Анна проглотила молоко. Только и всего, пост был нарушен.
– Теперь маленький кусочек лепешки.
Зажав кусочек между большим и указательным пальцем, она положила его на багрянистый язык и подождала, пока он не исчезнет.
– Умерла, – прошептала Анна.
– Да, Анна умерла.
Повинуясь порыву, Либ опустила ладонь на лицо девочки, закрывая ее опухшие веки.
Потом, выждав какое-то время, произнесла:
– Пробуждайся, Нэн. Пора начинать новую жизнь.
Влажные глаза девочки открылись.
Либ дала бы ей больше еды прямо сейчас, чтобы поддержать это высохшее тело, голодавшее четыре с лишним месяца. Но она знала об опасности переедания после голодовки. Поэтому положила в карман фартука бутылку с ложкой и лепешку, завернутую в салфетку. Мало-помалу – обратный путь из шахты столь же долог, как путь туда. Либ нежно погладила девочку по лбу:
– Ну а теперь нам пора.
Анна вздрогнула. Подумала о родных, которых оставляет? Потом кивнула.
Либ закутала девочку в теплый плащ, надела ей на распухшие ноги две пары носков, ботинки брата, рукавицы на руки и обмотала тремя шалями. Получился большой куль.
Она открыла дверь на кухню, потом две половинки входной двери. На западе огненно-красное солнце. Вечер был теплым, во дворе кудахтала одинокая курица.
Либ вернулась в спальню и взяла девочку на руки. Совсем не тяжелая. Вспомнила о собственном ребенке, легком как перышко. Но пока донесла девочку до задней стороны дома, она почувствовала, как дрожат у нее ноги.

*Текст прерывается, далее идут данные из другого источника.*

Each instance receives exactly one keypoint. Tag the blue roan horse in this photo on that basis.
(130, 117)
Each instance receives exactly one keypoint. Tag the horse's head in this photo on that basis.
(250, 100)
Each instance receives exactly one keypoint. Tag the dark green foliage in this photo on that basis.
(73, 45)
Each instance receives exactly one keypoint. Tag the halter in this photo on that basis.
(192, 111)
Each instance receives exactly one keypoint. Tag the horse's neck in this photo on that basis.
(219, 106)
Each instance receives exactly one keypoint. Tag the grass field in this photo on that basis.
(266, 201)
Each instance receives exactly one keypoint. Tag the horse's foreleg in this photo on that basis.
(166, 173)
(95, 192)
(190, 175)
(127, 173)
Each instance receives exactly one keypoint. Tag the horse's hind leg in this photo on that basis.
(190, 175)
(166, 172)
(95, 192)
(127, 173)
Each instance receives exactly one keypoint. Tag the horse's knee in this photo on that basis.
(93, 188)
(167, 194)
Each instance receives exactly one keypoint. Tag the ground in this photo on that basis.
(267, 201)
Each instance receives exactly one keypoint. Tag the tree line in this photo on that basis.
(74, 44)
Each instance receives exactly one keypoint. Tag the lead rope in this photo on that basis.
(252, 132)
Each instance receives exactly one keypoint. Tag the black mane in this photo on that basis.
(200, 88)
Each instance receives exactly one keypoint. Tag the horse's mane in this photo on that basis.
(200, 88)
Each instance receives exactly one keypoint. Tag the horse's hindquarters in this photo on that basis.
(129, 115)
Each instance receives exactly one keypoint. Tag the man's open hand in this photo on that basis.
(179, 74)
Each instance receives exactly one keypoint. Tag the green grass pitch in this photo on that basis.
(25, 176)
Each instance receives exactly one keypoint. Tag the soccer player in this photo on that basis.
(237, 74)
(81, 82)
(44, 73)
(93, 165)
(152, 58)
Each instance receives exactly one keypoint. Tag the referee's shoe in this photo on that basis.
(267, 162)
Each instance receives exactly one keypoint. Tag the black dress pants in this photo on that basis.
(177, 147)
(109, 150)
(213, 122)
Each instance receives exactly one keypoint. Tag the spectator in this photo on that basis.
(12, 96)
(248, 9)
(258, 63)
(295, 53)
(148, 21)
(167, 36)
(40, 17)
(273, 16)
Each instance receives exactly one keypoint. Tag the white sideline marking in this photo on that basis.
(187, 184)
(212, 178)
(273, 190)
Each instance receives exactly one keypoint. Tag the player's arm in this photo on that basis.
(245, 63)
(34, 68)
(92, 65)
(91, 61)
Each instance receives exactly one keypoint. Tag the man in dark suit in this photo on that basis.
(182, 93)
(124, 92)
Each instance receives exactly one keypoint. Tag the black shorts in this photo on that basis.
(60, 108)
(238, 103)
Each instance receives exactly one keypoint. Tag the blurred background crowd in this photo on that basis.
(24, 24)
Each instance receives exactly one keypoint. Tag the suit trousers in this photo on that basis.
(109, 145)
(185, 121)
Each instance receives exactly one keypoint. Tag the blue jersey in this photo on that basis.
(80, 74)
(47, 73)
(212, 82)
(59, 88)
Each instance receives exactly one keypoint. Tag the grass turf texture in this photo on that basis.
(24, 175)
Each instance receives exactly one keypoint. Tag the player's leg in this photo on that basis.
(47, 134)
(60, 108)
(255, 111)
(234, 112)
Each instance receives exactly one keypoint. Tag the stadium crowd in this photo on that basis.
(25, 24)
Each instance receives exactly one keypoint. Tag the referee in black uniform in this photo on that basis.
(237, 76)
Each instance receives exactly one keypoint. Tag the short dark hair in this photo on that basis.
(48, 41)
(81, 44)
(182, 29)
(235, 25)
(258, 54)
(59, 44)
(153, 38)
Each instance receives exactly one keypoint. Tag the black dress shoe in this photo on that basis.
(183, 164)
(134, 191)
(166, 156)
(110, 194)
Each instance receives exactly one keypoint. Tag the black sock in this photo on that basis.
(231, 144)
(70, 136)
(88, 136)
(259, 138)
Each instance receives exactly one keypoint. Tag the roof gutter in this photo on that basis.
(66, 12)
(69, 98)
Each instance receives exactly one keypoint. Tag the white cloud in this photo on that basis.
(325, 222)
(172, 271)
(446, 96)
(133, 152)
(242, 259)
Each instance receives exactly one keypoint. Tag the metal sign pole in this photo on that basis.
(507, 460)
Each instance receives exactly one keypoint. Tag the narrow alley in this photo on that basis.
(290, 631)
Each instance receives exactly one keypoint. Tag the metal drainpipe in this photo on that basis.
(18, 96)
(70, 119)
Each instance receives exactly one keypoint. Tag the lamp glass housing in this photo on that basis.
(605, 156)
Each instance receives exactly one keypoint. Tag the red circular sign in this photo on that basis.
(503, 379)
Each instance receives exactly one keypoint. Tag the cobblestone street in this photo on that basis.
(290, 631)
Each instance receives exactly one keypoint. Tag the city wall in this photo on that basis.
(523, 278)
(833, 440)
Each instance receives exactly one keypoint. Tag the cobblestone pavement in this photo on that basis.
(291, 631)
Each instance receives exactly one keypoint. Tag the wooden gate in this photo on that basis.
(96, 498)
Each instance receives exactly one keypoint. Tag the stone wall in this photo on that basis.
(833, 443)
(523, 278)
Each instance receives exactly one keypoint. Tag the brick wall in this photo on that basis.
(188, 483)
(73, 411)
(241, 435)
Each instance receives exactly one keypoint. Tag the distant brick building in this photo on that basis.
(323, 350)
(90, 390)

А там, силуэтом маяча в полумраке, уже поджидал Уильям Берн, держа под уздцы свою кобылу. Либ, хотя и высматривала его, все равно подпрыгнула от испуга. Неужели она не верила до конца, что он придет, как обещал?
– Добрый вечер, маленькая… – начал Берн.
– Нэн, – боясь, что он все испортит, произнеся старое имя, прервала его Либ. – Это Нэн.